Platterbse – erste Fortschritte in Züchtung
Möglicherweise hat dieses wunderbare einheimische Wurzelgemüse jedoch noch eine grosse Zukunft vor sich. Wir bei Lubera möchten dazu beitragen die vielversprechende Wurzelknolle wieder beliebter zu machen. Deshalb haben wir angefangen, das wilde "Unkraut" zu züchten und es in eine interessante Nutzpflanze für den Garten zu verwandeln. Hierzu haben wir im Frühjahr 2023 Samen aus verschiedenen Herkünften zusammengetragen und ausgesät. Ende Oktober erfolgte dann die Ernte der Sämlinge.
Bild: Auf dem ersten Blick wirkt das Beet nicht wie ein Versuchsfeld. Erinnern die oberirdischen Pflanzenteile doch stark an Unkraut.
Das grösste Hindernis für den Erfolg der Knolle war bisher der niedrige Ertrag. Eine durchschnittliche einjährige Hauptknolle wiegt nur 15 Gramm. Deshalb war unser Hauptkriterium bei der Auslese neuer besserer Sorten: Wie schwer ist die Hauptknolle? Alles unter 25 Gramm wurde verworfen und nur die besten 30 Pflanzen wurden behalten. Erfreulicherweise konnten wir sogar 8 verschiedene Pflanzen mit einem Ertrag von über 60 Gramm pro Knolle finden. Der Rekord lag sogar bei 106 Gramm. Also mehr als das 7-fache einer durchschnittlichen Pflanze. Man sieht also: Grosse Fortschritte sind in relativ kurzer Zeit möglich!
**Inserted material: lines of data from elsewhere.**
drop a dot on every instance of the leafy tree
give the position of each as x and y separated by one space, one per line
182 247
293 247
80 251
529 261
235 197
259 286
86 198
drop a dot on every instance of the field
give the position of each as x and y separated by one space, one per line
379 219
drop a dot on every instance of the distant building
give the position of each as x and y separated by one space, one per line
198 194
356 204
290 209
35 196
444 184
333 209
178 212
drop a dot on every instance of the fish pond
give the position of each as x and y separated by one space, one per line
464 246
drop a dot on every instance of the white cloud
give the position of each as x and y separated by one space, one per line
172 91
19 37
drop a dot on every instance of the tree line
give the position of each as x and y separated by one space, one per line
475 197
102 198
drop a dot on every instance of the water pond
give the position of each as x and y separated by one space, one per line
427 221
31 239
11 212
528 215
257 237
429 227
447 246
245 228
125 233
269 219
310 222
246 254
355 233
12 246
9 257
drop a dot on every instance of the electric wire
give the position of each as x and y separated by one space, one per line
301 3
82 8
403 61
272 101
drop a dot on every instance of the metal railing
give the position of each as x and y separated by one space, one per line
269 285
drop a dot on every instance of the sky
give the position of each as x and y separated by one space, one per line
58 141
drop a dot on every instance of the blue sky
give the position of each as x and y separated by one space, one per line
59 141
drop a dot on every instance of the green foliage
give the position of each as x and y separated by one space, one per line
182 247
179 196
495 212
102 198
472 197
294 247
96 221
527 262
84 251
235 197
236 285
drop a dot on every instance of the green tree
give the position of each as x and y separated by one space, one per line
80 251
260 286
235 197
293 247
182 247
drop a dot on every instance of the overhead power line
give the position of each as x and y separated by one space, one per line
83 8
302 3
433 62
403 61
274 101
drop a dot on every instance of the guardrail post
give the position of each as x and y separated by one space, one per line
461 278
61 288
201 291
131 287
Jedoch ist Ertrag nicht alles, so haben wir auch auf schöne Knollenformen geachtet (man will ja keine Schwierigkeiten beim Schälen haben) und auf die Länge der Stolonen und die Grösse der sekundären Knollen. Im Idealfall sollten alle Knollen ähnlich wie bei der Kartoffel recht kompakt um das Zentrum liegen und nicht irgendwo in 80 Zentimeter Tiefe versteckt sein.
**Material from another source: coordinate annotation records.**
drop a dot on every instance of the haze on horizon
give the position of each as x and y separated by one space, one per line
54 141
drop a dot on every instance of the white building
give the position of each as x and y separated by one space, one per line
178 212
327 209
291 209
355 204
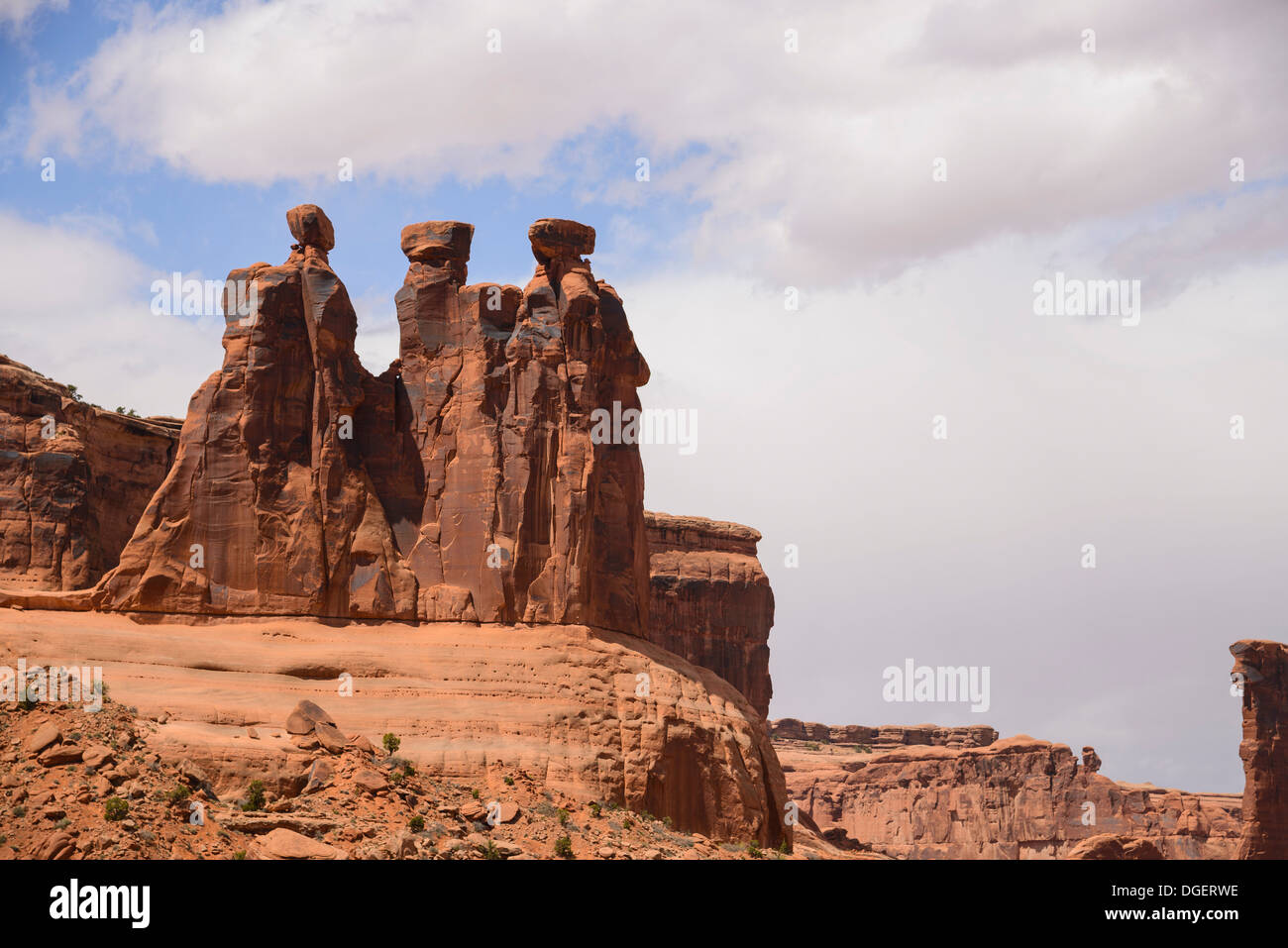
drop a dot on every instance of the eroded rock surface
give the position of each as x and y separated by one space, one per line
1261 669
73 480
1013 798
589 714
711 600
Bild: Ein erster Züchtungserfolg: Bei der Ernte konnte eine Knolle mit einem Gewicht von 106 Gramm geerntet werden.
Die Blattgesundheit ist ein weiteres wichtiges Thema. Wir wollen ja keine kranken Pflanzen im Garten haben. Hier zeigte sich, dass einige knollige Platterbsen sehr stark von Mehltau befallen wurden, während andere praktisch unberührt blieben. Somit können wir in Zukunft auf neue ertragreiche und gesunde Sorten hoffen.
Wie geht es weiter?
Unsere ersten kleinen Schritte in der Domestizierung dieser neuen Kulturpflanze haben gezeigt: Lathyrus tuberosus ist eine einfach zu kultivierende Pflanze, mit sehr vielversprechenden Eigenschaften. Wir konnten mit relativ wenig Aufwand schon gute Fortschritte machen.
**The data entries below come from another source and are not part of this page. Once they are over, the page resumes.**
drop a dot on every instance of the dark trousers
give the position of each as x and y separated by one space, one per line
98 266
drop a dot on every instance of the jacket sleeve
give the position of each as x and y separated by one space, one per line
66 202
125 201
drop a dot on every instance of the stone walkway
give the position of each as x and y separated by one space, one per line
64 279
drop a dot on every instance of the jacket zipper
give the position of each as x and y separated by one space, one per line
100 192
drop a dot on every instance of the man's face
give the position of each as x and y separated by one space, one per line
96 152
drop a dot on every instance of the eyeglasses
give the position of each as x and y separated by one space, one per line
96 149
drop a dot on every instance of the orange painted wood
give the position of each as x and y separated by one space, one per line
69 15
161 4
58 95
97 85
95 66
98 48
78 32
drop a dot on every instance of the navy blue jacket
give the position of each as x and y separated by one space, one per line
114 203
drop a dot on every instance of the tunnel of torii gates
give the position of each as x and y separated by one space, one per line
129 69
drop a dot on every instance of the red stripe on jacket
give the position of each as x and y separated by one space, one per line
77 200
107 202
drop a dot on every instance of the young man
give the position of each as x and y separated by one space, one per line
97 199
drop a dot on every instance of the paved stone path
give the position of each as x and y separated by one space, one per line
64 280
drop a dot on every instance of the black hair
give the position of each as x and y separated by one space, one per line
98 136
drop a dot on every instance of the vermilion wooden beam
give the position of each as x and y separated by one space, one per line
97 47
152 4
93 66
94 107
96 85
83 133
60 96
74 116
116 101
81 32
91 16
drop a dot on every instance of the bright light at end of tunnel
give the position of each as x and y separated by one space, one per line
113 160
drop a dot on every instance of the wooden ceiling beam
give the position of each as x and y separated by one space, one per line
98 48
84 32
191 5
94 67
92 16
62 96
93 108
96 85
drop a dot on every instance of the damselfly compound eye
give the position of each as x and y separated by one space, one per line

Aus diesen Gründen machen wir mit der Züchtung weiter und legen sogar noch einiges drauf. Im nächsten Jahr möchten wir noch viel mehr Pflanzen testen. Wir haben Samen aus dem gesamten Verbreitungsgebiet, von den USA über Frankreich und Serbien bis nach Russland und China gesammelt. Hier werden wir jeweils wieder die erfolgversprechendsten Pflanzen auslesen und vermehren. In einem zweiten Schritt wollen wir diese Elitepflanzen miteinander kreuzen, um hoffentlich, mit den daraus entstehenden Pflanzen, nochmals einen Schritt weiter zu kommen. Ziel sind ca. 250 Gramm schwere Knollen.
Gleichzeitig werden wir auch die Eignung der vielseitigen Pflanze als Zierpflanze für Gefässe testen. Hierzu suchen wir nach Genotypen, welche möglichst lange blühen und dabei recht kompakt wachsen. Somit wäre es die perfekte Zweifachnutzungspflanze. Wunderschöne Insektenfreundliche duftende Blüten kombiniert mit schmackhaften Knollen im Herbst.
Bild: Bei Lubera werden wir in den nächsten Jahren weiter an der "Wunderknolle" testen.
Wann kann man die ersten Sorten kaufen?
Leider braucht die Pflanzenzüchtung ihre Zeit. Zwar experimentieren wir bereits diesen Winter mit der Vermehrung der besten Selektionen. Jedoch werden sicher noch 2 bis 3 Jahre vergehen, bis wir die ersten Sorten zu ihnen nach Hause schicken können.